Limitations and future work

One of the limitations of this study is that the image subset may not fully represent the variability in patient anatomies, pathologies, or tumor locations, which could impact algorithm robustness in broader clinical use. While we included cases with diverse clinical challenges to mitigate this issue (i.e. mouth bites and artifacts), additional experiments on datasets spanning different demographics, CT scanners, and clinical conditions are needed to generalize such findings27,39. Another limitation is the use of forward dosimetric analysis51, which does not capture the full impact of auto-segmentation on RT planning in comparison to performing a full replanning.
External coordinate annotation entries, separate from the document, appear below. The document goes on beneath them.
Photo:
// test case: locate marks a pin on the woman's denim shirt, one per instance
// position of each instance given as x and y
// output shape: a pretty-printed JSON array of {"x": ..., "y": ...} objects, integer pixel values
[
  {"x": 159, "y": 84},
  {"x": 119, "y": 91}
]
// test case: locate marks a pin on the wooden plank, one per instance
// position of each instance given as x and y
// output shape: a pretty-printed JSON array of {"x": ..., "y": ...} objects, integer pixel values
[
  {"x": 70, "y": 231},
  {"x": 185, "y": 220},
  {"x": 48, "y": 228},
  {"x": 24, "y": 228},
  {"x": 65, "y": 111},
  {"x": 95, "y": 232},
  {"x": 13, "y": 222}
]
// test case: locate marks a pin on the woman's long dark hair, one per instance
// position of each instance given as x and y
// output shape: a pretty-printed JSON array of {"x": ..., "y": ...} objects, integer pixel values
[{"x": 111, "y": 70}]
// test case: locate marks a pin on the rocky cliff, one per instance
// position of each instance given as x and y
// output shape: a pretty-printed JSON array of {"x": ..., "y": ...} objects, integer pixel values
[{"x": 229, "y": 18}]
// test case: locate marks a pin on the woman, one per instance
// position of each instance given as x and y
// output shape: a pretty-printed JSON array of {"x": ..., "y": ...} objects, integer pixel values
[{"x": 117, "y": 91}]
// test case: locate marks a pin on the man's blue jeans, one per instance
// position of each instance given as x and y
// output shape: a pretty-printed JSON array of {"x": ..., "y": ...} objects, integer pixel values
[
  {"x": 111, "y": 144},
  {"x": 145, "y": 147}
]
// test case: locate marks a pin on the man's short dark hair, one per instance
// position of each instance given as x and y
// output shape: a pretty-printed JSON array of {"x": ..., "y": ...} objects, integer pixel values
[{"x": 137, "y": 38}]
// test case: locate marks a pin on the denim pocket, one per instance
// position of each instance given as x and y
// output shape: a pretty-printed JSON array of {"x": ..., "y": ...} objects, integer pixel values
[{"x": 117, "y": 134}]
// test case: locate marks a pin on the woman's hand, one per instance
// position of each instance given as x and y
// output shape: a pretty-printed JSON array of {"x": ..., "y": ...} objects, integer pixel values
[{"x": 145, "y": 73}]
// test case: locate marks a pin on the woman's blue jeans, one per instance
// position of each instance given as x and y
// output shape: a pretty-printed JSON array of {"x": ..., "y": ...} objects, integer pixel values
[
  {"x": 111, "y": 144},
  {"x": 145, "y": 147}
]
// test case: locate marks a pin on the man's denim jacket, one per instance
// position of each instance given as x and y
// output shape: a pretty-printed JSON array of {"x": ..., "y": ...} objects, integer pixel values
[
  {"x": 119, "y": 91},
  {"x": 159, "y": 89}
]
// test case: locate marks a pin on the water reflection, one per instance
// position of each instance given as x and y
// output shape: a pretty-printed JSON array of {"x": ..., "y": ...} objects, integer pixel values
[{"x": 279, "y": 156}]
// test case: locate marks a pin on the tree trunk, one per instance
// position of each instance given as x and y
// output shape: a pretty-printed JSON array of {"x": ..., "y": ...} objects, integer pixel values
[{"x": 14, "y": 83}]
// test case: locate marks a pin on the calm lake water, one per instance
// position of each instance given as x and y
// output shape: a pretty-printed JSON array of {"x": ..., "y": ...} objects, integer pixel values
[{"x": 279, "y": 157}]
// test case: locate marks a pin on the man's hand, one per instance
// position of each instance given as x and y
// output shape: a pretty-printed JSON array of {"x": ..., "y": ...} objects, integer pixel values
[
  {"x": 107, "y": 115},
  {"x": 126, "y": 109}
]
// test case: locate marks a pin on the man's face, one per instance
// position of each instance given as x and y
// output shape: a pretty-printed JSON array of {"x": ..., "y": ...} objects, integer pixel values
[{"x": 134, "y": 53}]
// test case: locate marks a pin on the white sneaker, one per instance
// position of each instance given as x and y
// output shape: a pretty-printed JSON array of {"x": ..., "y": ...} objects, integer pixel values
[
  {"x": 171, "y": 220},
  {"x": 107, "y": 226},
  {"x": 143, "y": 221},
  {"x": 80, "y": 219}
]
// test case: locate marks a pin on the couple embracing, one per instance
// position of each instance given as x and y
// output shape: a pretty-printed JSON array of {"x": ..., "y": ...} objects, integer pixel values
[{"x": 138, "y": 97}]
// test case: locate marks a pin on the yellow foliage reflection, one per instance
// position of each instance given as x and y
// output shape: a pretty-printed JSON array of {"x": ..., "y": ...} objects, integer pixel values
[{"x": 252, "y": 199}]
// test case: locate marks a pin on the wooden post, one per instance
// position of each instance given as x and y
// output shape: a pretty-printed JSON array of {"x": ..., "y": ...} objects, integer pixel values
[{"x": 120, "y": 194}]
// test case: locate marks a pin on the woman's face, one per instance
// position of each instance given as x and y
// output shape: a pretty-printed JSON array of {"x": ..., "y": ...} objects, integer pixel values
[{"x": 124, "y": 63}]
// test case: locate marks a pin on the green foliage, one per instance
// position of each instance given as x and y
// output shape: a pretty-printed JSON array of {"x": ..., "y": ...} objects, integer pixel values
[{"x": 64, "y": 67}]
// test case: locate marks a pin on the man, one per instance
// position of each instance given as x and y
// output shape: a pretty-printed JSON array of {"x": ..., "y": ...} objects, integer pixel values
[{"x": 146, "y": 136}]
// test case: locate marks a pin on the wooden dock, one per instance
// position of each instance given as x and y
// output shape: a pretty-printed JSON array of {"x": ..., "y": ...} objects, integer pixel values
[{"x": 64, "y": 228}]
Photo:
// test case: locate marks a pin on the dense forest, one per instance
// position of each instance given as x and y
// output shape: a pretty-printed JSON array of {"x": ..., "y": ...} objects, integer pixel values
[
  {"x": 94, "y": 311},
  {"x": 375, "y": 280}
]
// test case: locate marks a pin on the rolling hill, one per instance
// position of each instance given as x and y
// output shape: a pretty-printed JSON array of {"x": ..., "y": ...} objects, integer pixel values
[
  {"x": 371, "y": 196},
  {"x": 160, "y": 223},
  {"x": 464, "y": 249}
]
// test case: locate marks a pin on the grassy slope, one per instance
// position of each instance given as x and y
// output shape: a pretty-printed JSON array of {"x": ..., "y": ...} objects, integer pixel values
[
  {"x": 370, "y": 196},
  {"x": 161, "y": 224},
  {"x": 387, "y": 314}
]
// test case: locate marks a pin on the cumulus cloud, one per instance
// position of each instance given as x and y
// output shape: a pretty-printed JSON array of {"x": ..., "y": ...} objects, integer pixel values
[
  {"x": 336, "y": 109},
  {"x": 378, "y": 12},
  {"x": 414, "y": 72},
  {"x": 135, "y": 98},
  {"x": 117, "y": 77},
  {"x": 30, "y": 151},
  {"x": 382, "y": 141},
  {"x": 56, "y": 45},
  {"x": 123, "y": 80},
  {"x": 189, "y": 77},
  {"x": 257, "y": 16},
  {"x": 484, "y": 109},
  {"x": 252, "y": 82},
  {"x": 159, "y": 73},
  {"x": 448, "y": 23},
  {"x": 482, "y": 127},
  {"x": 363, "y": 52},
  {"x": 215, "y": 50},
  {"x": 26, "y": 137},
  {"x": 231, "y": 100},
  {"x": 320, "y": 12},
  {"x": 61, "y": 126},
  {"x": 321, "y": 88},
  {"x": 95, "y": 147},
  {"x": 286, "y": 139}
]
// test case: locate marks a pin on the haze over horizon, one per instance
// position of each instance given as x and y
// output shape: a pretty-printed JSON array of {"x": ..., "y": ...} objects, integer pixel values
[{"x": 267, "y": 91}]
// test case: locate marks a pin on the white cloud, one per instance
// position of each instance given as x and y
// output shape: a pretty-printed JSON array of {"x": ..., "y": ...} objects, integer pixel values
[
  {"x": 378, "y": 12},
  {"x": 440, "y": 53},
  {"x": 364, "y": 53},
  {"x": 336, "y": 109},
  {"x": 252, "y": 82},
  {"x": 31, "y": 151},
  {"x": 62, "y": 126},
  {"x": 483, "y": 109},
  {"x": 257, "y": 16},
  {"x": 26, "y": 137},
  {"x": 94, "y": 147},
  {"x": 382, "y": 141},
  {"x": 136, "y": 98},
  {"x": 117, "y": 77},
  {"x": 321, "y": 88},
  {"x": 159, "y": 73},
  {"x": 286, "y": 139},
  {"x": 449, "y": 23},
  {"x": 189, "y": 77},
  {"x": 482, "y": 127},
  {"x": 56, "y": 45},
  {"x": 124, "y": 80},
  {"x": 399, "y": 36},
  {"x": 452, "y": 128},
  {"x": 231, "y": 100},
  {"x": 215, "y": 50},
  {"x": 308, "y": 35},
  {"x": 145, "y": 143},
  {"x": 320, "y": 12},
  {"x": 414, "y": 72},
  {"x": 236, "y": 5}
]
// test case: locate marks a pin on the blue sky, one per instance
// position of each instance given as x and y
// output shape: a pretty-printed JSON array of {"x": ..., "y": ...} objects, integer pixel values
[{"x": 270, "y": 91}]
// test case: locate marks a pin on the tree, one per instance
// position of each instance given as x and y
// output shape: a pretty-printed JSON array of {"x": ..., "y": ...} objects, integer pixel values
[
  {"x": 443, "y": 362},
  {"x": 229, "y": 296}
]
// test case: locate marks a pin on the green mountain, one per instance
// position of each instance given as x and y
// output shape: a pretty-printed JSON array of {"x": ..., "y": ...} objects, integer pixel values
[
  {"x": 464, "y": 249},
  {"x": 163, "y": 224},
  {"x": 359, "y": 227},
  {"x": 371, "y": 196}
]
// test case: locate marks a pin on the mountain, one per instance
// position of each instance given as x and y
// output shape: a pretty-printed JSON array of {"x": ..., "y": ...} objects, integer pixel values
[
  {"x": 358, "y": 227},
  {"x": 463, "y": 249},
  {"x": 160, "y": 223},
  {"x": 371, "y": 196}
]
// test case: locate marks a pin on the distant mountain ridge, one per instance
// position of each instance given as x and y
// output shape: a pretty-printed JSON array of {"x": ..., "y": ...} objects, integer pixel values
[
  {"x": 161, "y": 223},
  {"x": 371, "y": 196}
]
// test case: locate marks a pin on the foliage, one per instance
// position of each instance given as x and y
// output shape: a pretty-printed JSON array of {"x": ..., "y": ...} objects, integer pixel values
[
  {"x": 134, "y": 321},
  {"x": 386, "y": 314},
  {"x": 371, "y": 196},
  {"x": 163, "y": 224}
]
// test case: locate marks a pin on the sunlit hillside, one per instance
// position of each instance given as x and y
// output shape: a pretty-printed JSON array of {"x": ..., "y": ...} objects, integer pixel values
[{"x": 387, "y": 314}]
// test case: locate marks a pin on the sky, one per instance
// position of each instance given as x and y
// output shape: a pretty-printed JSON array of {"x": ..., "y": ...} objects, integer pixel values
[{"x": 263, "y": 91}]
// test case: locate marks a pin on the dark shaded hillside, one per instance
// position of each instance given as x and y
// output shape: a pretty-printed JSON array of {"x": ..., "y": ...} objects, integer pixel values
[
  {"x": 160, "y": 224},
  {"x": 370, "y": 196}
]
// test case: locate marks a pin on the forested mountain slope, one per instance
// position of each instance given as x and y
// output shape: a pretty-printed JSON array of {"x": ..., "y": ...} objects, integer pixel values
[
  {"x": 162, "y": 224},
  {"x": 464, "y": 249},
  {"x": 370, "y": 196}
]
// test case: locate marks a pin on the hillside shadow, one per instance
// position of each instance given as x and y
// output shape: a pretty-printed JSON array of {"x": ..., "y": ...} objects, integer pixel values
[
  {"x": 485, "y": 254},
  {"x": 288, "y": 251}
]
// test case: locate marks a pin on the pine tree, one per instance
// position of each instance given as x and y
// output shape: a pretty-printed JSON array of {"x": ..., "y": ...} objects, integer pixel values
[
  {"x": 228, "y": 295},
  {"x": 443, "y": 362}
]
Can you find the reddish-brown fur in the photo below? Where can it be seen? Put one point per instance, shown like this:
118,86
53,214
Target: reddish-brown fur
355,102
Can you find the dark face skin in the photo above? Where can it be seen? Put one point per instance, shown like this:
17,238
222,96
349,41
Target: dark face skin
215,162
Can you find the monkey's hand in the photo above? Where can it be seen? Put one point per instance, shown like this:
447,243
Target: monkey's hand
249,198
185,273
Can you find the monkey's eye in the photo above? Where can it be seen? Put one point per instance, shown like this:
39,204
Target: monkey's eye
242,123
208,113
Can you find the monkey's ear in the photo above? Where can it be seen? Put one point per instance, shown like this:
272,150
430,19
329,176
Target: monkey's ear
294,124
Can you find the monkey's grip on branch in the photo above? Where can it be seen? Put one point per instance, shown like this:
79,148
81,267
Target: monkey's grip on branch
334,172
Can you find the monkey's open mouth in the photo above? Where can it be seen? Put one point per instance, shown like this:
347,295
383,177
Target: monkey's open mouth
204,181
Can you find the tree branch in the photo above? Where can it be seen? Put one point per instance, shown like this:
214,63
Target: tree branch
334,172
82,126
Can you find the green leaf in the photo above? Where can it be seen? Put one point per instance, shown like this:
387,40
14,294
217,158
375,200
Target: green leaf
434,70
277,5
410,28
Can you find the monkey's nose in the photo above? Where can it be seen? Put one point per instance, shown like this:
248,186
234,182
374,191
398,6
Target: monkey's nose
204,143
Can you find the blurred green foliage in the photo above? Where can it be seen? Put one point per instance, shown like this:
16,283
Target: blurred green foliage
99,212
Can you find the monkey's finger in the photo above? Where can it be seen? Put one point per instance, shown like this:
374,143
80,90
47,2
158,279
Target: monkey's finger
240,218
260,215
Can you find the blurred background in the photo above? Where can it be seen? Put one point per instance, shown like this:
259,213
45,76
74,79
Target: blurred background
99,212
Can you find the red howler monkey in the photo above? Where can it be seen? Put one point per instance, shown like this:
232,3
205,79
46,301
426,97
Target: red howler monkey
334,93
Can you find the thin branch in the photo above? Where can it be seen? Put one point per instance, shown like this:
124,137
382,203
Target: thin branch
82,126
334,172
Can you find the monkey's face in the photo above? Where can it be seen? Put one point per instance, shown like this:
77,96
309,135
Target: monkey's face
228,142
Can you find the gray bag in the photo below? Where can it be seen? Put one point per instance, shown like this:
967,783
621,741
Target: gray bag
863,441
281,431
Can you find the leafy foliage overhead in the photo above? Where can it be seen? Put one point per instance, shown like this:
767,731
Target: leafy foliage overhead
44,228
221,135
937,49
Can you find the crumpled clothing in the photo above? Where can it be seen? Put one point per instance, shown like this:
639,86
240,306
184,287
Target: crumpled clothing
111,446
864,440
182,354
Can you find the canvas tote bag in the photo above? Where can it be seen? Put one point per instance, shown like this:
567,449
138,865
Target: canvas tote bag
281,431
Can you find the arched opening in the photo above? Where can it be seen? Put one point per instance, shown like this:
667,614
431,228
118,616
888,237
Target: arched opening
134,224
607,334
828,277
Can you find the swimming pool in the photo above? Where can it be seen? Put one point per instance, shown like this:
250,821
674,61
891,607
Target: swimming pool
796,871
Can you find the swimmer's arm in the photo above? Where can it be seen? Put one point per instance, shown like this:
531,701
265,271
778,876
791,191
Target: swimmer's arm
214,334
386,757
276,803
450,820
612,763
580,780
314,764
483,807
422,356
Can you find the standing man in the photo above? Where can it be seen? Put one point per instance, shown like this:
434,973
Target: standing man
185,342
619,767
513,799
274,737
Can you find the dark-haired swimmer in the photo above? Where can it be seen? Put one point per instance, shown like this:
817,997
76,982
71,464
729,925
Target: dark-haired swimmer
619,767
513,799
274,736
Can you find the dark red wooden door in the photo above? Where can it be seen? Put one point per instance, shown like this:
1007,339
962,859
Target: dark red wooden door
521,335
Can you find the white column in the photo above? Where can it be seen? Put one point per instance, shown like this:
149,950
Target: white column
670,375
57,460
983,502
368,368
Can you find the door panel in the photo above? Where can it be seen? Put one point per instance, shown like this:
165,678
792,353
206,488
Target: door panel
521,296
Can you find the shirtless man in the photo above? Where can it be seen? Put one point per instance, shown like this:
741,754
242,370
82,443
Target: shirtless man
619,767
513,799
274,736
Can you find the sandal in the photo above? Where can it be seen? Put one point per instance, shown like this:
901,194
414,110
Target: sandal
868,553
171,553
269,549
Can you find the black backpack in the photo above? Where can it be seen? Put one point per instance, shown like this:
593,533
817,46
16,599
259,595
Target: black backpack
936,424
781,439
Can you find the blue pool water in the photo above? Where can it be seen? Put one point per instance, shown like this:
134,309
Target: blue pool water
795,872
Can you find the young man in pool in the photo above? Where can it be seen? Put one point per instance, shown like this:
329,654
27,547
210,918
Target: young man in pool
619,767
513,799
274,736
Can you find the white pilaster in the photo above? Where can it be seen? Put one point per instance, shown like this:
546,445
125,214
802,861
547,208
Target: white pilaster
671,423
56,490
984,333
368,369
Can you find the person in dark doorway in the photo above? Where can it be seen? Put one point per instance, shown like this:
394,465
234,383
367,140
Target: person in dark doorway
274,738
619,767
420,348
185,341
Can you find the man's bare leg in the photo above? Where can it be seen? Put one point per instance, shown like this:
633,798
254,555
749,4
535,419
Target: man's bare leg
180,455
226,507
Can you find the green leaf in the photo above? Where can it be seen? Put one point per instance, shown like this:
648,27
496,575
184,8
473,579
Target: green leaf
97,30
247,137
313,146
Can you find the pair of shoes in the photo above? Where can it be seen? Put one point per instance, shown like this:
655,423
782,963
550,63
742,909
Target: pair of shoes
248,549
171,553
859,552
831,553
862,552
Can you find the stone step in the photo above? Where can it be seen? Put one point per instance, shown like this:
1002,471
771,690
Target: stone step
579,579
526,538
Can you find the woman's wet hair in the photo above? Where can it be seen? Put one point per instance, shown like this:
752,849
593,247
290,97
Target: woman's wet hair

However, access to RT planning infrastructure was unavailable, and prior work by van Aalst et al.52 supports forward analysis as a valid and scalable alternative. An inherent limitation of this type of study is that the results reflect the performance of AI models at the time of evaluation. As software companies continue to improve algorithms with expanded training data and user feedback, ongoing performance monitoring remains essential. Future work could address some of these limitations, explore AI auto-segmentation of lymph nodes, and extend the evaluation framework to other anatomical sites and imaging modalities (e.g. CBCT and MR).

Conclusions

Observational evaluation confirmed that all three AI software solutions comply with key regulatory requirements, including rigorous annotation, peer review, and validation processes to ensure segmentation quality. The main comparative differences were observed in the number of supported OARs and the flexibility to adapt segmentation styles to local clinical standards. All software companies are actively advancing their models by incorporating more data and expanding support for additional OARs, lymph nodes, and imaging modalities. The analytical evaluation compared AI auto-segmentations to manually generated reference contours using a triad of metrics: geometric, dosimetric, and psychometric. While overall differences among software solutions were modest, statistically significant differences were observed for certain OARs. Psychometric assessment with Likert ratings indicated that the majority of auto-segmentations were of reasonably good quality. However, manual editing was often indicated for clinical acceptability, particularly for complex structures like the optic chiasm, or in challenging scenarios involving imaging artifacts, the proximity of tumors to OARs, and the presence of mouth bites. Importantly, no clear correlation was observed among geometric, dosimetric, and psychometric metrics, underscoring the limited redundancy among them and highlighting the value of multi-perspective evaluation frameworks.